Seconding this, this would be immensely valuable for pose estimation of objects in robotics.
Hello everyone. For those who are interested in this question, you can refer to the 2D head pose annotation tool I mentioned in https://github.com/hnuzhy/HeadAttribute/.
My actions before raising this issue
I have read and searched the official docs and past issues for the solution. No one had the same problem with me.
Expected Behaviour
I want to annotate the head orientation of people in 2D image with a standard 3D cube. Here, the head is a rigid object. A standard cube is defined as follows: three sides of any vertex are perpendicular to each other, and all twelve sides are equal in length, or in unit length.
After labeling, we could get the eight projected vertices of the cube in the two-dimensional coordinate system. If three Euler angles (pitch, yaw, roll) are used to represent the orientation of the head, these precise projection points can be converted into corresponding angles.
Current Behaviour
Current cuboid annotation The current provided cuboid annotation function in CVAT is not suitable for rigid object. 1) Firstly, it can not guarantee that the edges of each vertex of the labeled cuboid are perpendicular to each other. 2) Secondly, the length, width and height of cuboids are not necessarily equal. 3) Finally, the side face of the current cuboid is always vertical. They can't be rotated. This makes it lack a dimension. These conditions make cuboid can not be used to mark the head orientation. In addition, I also think that such a cuboid is not suitable for labeling cars, chairs and other rigid objects.

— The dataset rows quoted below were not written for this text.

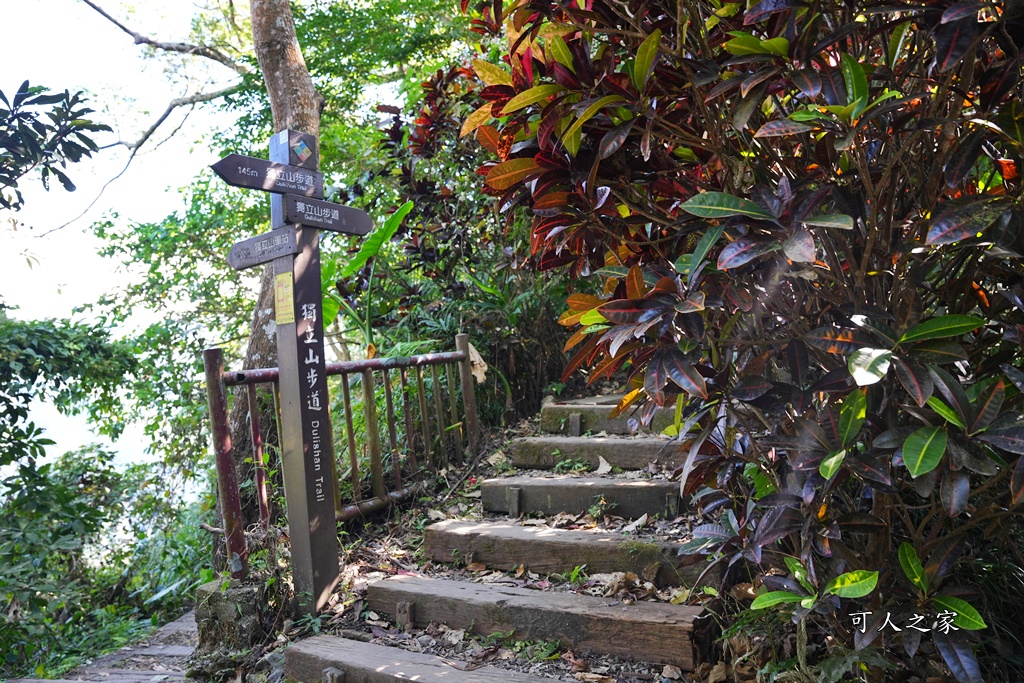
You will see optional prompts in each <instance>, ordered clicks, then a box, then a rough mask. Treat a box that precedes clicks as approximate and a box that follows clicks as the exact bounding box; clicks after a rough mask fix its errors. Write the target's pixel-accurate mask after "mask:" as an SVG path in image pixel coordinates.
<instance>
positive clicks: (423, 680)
mask: <svg viewBox="0 0 1024 683" xmlns="http://www.w3.org/2000/svg"><path fill="white" fill-rule="evenodd" d="M454 664H456V665H459V664H462V663H454ZM285 680H287V681H298V682H299V683H321V682H323V683H392V682H393V681H424V682H428V683H429V682H431V681H436V682H437V683H506V682H508V681H512V682H513V683H552V682H553V681H554V680H555V679H552V678H547V677H542V676H534V675H530V674H522V673H519V672H514V671H507V670H504V669H498V668H497V667H479V668H477V669H473V670H471V671H462V670H460V669H457V668H456V667H455V666H452V665H450V664H446V663H445V660H444V659H441V658H440V657H437V656H434V655H431V654H423V653H420V652H411V651H409V650H403V649H401V648H399V647H388V646H386V645H374V644H372V643H364V642H359V641H357V640H348V639H346V638H339V637H338V636H314V637H312V638H307V639H305V640H300V641H298V642H296V643H292V644H291V645H289V646H288V647H287V648H286V649H285Z"/></svg>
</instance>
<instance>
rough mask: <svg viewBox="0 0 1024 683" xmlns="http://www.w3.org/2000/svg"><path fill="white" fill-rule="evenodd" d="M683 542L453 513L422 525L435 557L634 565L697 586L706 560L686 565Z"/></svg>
mask: <svg viewBox="0 0 1024 683" xmlns="http://www.w3.org/2000/svg"><path fill="white" fill-rule="evenodd" d="M679 545H680V544H676V543H669V542H665V541H660V542H652V541H640V540H638V539H635V538H632V537H629V536H626V535H623V533H606V532H600V531H575V530H568V529H559V528H551V527H549V526H522V525H519V524H518V523H512V522H464V521H458V520H454V519H449V520H444V521H441V522H437V523H436V524H431V525H430V526H427V527H425V528H424V529H423V553H424V556H425V557H427V558H429V559H431V560H433V561H435V562H465V563H466V564H469V563H472V562H480V563H482V564H484V565H486V566H488V567H492V568H495V569H500V570H502V571H508V570H510V569H515V568H516V567H518V566H519V564H520V563H521V564H525V565H526V567H527V568H529V570H530V571H535V572H537V573H542V574H548V573H566V572H569V571H572V569H574V568H575V567H578V566H584V565H586V567H587V572H588V573H592V574H594V573H610V572H613V571H632V572H633V573H635V574H637V575H638V577H642V578H643V579H645V580H647V581H649V582H651V583H653V584H656V585H657V586H692V584H693V582H694V581H695V580H696V579H697V577H698V575H699V573H700V570H701V569H702V568H703V564H702V563H699V564H689V565H682V564H681V561H683V560H685V559H687V558H684V557H680V556H679V555H678V549H679ZM709 581H711V580H710V579H709Z"/></svg>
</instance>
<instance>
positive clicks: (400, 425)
mask: <svg viewBox="0 0 1024 683" xmlns="http://www.w3.org/2000/svg"><path fill="white" fill-rule="evenodd" d="M456 349H457V350H455V351H452V352H445V353H426V354H422V355H413V356H403V357H392V358H371V359H368V360H351V361H344V362H334V364H328V366H327V374H328V375H329V376H333V375H341V376H342V378H343V379H342V382H341V388H342V395H343V409H344V410H343V413H344V416H343V418H344V421H345V422H344V432H345V436H346V439H345V440H346V441H347V444H346V445H347V447H346V451H347V454H348V457H347V462H346V463H345V464H346V466H347V473H345V474H346V477H345V478H347V480H348V481H349V482H350V499H351V500H349V501H345V500H343V496H342V494H341V485H340V484H341V478H342V477H341V476H340V475H339V472H340V470H339V464H340V462H339V461H340V458H338V457H337V456H335V458H334V462H333V463H332V464H333V468H332V470H333V473H334V477H335V486H334V489H335V492H336V496H335V516H336V517H337V519H338V520H348V519H352V518H354V517H358V516H361V515H365V514H369V513H372V512H375V511H378V510H382V509H384V508H386V507H388V506H390V505H392V504H394V503H396V502H400V501H402V500H404V499H407V498H409V497H410V496H412V494H413V493H415V490H416V489H417V487H418V486H419V485H420V484H421V483H422V482H423V480H424V479H425V478H426V477H427V476H428V475H429V474H431V473H433V472H435V471H436V470H437V469H438V468H440V467H444V466H446V465H449V464H450V461H452V460H454V463H455V464H457V465H461V464H463V462H464V458H465V455H466V453H470V454H473V455H479V453H480V432H479V426H478V423H477V418H476V398H475V394H474V392H473V375H472V371H471V367H470V357H469V339H468V337H467V336H466V335H464V334H460V335H457V336H456ZM203 360H204V364H205V365H206V380H207V382H206V383H207V397H208V399H209V404H210V421H211V426H212V432H213V440H214V451H215V453H216V466H217V479H218V485H219V488H220V496H221V512H222V514H223V517H224V519H223V521H224V536H225V539H226V542H227V550H228V557H230V558H239V559H240V560H241V561H240V562H238V563H237V564H238V566H233V565H234V564H236V562H234V561H233V560H232V567H231V573H232V575H233V577H234V578H237V579H242V578H244V577H245V558H246V557H247V552H246V547H245V533H244V528H245V521H244V519H243V516H242V505H241V496H240V493H239V483H238V474H237V470H236V466H234V458H233V454H232V449H231V437H230V427H229V425H228V418H227V395H226V390H225V387H230V386H245V387H246V390H247V394H246V396H247V400H248V411H249V422H250V429H251V434H252V449H253V452H252V460H253V465H254V470H255V484H256V497H257V501H258V504H259V517H260V525H261V526H262V527H263V528H264V529H265V528H267V527H268V526H269V523H270V512H269V502H268V495H267V476H266V463H265V453H264V447H263V441H262V436H261V430H260V418H259V410H258V405H257V402H258V401H257V391H256V387H257V385H260V384H273V385H276V383H278V381H279V378H280V373H279V371H278V369H276V368H263V369H256V370H241V371H226V372H225V371H224V369H223V352H222V351H221V349H219V348H210V349H206V350H205V351H204V352H203ZM455 368H458V373H459V382H458V384H457V383H456V380H455V371H454V369H455ZM425 371H427V372H426V373H425ZM425 374H429V380H430V391H428V390H427V386H426V385H427V381H426V379H425V377H424V375H425ZM356 376H357V377H358V378H359V381H360V383H361V389H362V414H364V424H365V432H366V434H365V443H364V449H365V452H366V459H365V461H364V462H366V463H367V468H366V469H368V470H369V474H370V480H369V492H366V493H369V494H370V496H369V497H365V495H364V494H365V492H364V483H365V481H364V468H362V467H361V466H360V460H361V459H360V457H359V455H360V454H359V449H358V445H357V443H356V436H355V429H354V426H353V411H352V398H351V389H350V387H349V378H351V377H356ZM395 377H397V382H395ZM378 387H383V389H384V410H385V413H386V415H385V423H386V424H385V427H386V441H387V442H386V447H387V453H388V455H389V456H390V458H388V459H387V462H388V464H389V467H387V468H386V467H385V458H384V455H385V453H384V450H385V445H384V444H383V443H382V439H381V435H380V432H381V429H380V420H379V418H378V407H377V398H378V395H379V394H378ZM274 388H276V387H274ZM396 389H397V390H398V394H399V396H400V404H398V403H399V401H397V400H396V397H395V390H396ZM273 393H274V395H276V391H274V392H273ZM458 394H461V396H462V410H461V411H460V407H459V402H460V401H459V396H458ZM279 415H280V413H279ZM399 415H400V417H399ZM399 419H400V422H399ZM399 425H400V426H401V427H402V429H401V432H402V435H403V439H401V440H403V443H400V442H399V437H398V432H399V428H398V427H399ZM334 453H338V450H335V451H334ZM388 469H389V470H390V472H386V470H388Z"/></svg>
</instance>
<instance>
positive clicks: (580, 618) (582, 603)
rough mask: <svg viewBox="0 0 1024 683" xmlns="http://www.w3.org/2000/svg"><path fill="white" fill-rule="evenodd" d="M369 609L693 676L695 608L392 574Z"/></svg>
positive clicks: (378, 590) (371, 585)
mask: <svg viewBox="0 0 1024 683" xmlns="http://www.w3.org/2000/svg"><path fill="white" fill-rule="evenodd" d="M367 599H368V603H369V605H370V608H371V609H373V610H375V611H378V612H385V613H388V614H394V613H395V609H396V605H397V603H398V602H402V601H411V602H415V603H416V608H415V610H414V613H415V620H416V622H415V623H416V626H417V627H424V626H427V625H428V624H430V623H431V622H437V623H443V624H446V625H447V626H449V627H451V628H454V629H466V630H472V631H473V632H475V633H477V634H481V635H486V634H492V633H506V632H509V631H512V632H513V635H514V637H515V638H518V639H522V640H546V641H554V640H557V641H559V642H560V643H561V644H562V645H563V646H570V647H573V648H580V649H588V650H592V651H594V652H600V653H605V654H615V655H618V656H624V657H631V658H637V659H640V660H643V661H651V663H654V664H671V665H675V666H677V667H679V668H680V669H683V670H684V671H693V646H692V642H691V634H692V631H693V623H694V621H695V620H696V618H697V617H698V616H699V615H700V614H701V612H702V609H700V608H699V607H689V606H685V605H672V604H667V603H663V602H638V603H635V604H631V605H627V604H624V603H622V602H620V601H617V600H614V599H611V598H598V597H592V596H586V595H578V594H575V593H554V592H548V591H531V590H527V589H521V588H508V587H505V586H494V585H483V584H469V583H464V582H456V581H442V580H436V579H424V578H420V577H412V575H398V577H392V578H390V579H386V580H384V581H380V582H377V583H374V584H371V585H370V587H369V589H368V594H367Z"/></svg>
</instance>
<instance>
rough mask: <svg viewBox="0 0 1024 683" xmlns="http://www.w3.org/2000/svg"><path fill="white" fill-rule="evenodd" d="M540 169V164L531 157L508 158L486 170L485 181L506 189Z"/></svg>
mask: <svg viewBox="0 0 1024 683" xmlns="http://www.w3.org/2000/svg"><path fill="white" fill-rule="evenodd" d="M541 170H542V168H541V165H540V164H538V163H537V161H535V160H534V159H532V158H526V159H510V160H508V161H503V162H502V163H501V164H498V165H497V166H495V167H493V168H492V169H490V170H489V171H487V177H486V180H485V182H486V183H487V184H488V185H489V186H490V187H494V188H495V189H508V188H509V187H511V186H512V185H514V184H516V183H517V182H522V181H523V180H525V179H526V178H527V177H529V176H530V175H532V174H535V173H540V172H541Z"/></svg>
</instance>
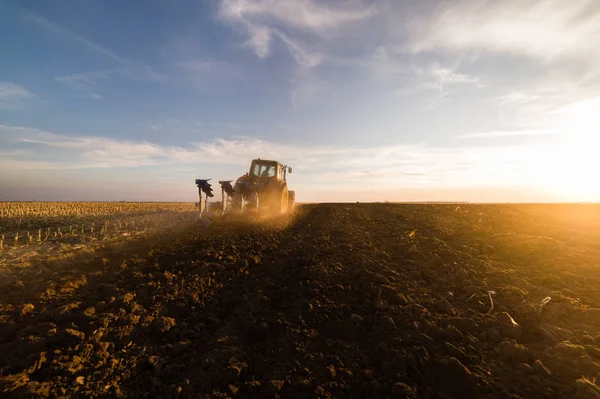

Alternative choice: ployline As an alternative, I try to annotate three consecutive non planar edges of the cube by using the
ployline
label. In this way, four points of the three edges can be used to estimate the Euler angles. However, this alternative can only solve the third problem ofcuboid
label mentioned above, and the first and second problems have not been solved. What we actually get are the rotated cuboids.Possible Solution
I have three suggestions or roadmaps for adding unit
cube
label in the new version of CVAT.1) Improve cuboid The current cuboid is actually oblique. However, objects in the real world should be marked with regular cuboids which satisfy that three edges of each vertex are perpendicular. At the same time, we need to release the third dimension of cuboid and allow it to rotate freely. I don't know if it's easy to implement with TypeScript. Three.js and other open source packages may be used for reference.
2) Modify cuboid-3d As far as I know, recent versions of CVAT already support 3D point cloud annotation. So is it possible to transplant the 3D cuboid module to the 2D image annotation? I'm not very familiar with the content of point cloud annotation, so it's inconvenient for me to give my opinions.
3) Add cube If possible, consider adding a new cube label to the candidate label button on the left side of CVAT. Users could choose to add new 3D cube graphics. The cube instance supports rotation at any angle on three dimensions. The software will automatically record the final Euler angle when the shape of cube is fixed.
Here are two examples of 3D model interaction. The first is the rotation interaction of a 3D head model in mayavi. The interactive operation needs to rely on both mouse and keyboard. The second is to use the 3D image editing tool in Windows 10 to place and operate 3D models on 2D images. All you need to do is use the mouse.
Example 1
Example 2
Next steps
Looking forward to your reply. I will be willing to do whatever I can to advance this functional part.